Oxford University’s world-famous Bodleian Library has unveiled its plans for the restoration and renovation of the New Bodleian library building. The long-awaited project has been designed by Wilkinson Eyre Architects. It will be renamed the Weston Library, in honour of the donation given in March 2008 by the Garfield Weston Foundation.

The restoration project has three aims: to create high-quality storage for the library’s valuable Special Collections, which include the precious manuscripts, books and maps that the Bodleian preserves for the international world of scholarship; to develop the library’s facilities for the support of advanced research; and to expand public access to its great treasures through new exhibition galleries and other facilities.

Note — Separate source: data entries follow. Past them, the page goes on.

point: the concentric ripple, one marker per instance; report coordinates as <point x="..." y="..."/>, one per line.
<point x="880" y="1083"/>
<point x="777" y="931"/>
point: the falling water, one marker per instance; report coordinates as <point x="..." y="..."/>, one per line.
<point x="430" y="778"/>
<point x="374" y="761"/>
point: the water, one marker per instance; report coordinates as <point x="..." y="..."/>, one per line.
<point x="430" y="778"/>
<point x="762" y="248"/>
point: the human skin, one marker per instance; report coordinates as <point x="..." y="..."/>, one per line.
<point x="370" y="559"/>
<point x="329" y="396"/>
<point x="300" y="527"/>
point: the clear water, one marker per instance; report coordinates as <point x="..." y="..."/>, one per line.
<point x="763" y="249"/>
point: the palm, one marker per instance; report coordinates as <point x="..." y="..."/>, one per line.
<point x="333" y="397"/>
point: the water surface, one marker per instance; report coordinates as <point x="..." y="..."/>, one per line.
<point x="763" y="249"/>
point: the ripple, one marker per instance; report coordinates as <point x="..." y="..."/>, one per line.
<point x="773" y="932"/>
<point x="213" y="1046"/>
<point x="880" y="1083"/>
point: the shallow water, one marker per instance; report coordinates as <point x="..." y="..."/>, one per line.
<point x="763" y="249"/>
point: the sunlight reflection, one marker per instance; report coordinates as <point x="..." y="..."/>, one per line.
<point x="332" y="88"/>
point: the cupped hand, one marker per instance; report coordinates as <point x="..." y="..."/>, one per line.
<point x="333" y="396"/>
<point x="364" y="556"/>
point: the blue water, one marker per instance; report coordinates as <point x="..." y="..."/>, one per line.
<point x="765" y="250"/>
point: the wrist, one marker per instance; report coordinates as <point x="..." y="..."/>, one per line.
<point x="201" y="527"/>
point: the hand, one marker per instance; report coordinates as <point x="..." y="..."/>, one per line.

The renovation of the New Bodleian is part of an integrated strategy to improve the management of and access to the Bodleian Libraries’ historic collections. To accommodate the books now housed in the New Bodleian and to provide space for the Libraries’ growing collections, the University is constructing a book storage facility in Swindon which will open in late 2010.

Richard Ovenden, associate director and keeper of special collections claims that it is a major project for a working academic library. They need to move over 3.5 million books out of the building before work begins. However, as a working University library, it will continue to deliver normal high standards of book and information delivery.